読むなら33年後、よりも当時のものから読まないと★
まず、国力があるとそれだけで世の中全体に自信がつくのね、と実感させられました。今だって物質的にはそこそこ満たされているはずなのに、今とは流れてる雰囲気が明らかに違います。
そんな世相をバックにした当時の若者文化がすごくよく描かれていると思いました。
物語自体はたいして面白くないのですがとにかく、根拠もないのに将来に希望を持った感じとか、そのくせ無気力感が漂い、自分のアイデンティティについて考えたり弱い心に不安を持ったりしながら、気分の良い方に流されていきたいという、ふわふわした感じがリアルです。そういうところが評価されたんでしょうね。。
と同時にびっくりしたことが。
巻末に出生率のデータなどが掲載されているのですが、すでに少子高齢化の予兆を見ることが出来ます。

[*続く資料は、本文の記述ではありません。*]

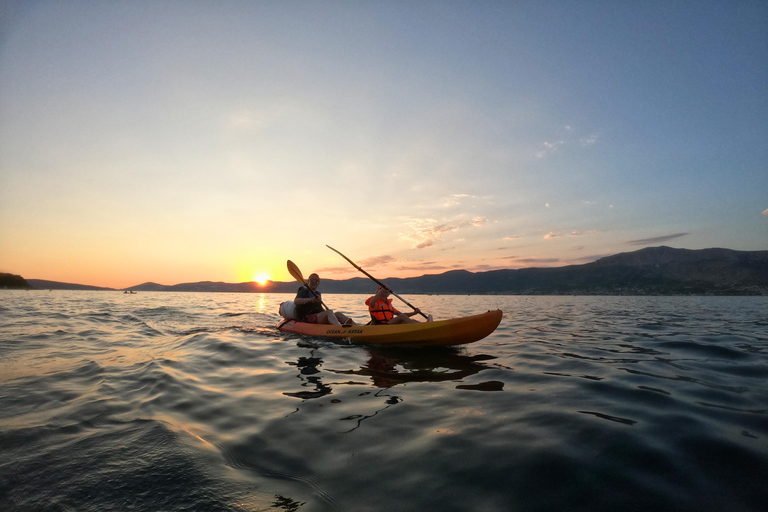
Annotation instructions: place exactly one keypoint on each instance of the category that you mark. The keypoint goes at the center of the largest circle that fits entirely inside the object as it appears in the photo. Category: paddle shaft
(376, 280)
(296, 273)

この浮かれた好景気の物語の巻末にこのデータを載せてるって。著者はバブル崩壊を見据えてたのかもしれません。 -
まずタイトルがいい。
「なんとなくクリスタル」
って。
この「なんとなく」って感覚がとっても大事な小説。一見中身がないように見える。少しあざとくも見える注釈。やたらとブランドやミュージシャンの固有名詞が出てくる感じとか。きっと嫌な人は嫌だと思うし、全然面白くないと感じる人は沢山いるだろうと思う。でも、個人的には凄く面白かった。
「なんとなく」な気分がとってもよく表現できていて、なんとなく気に入りました。 -
これだけ詳細な注が書けるのはなかなかすごいと思った。しかも、ただの説明ではなく当時の若者の感性が反映されていて面白く出来ている。注を文学として読ませる試みは、今読んでも新しい。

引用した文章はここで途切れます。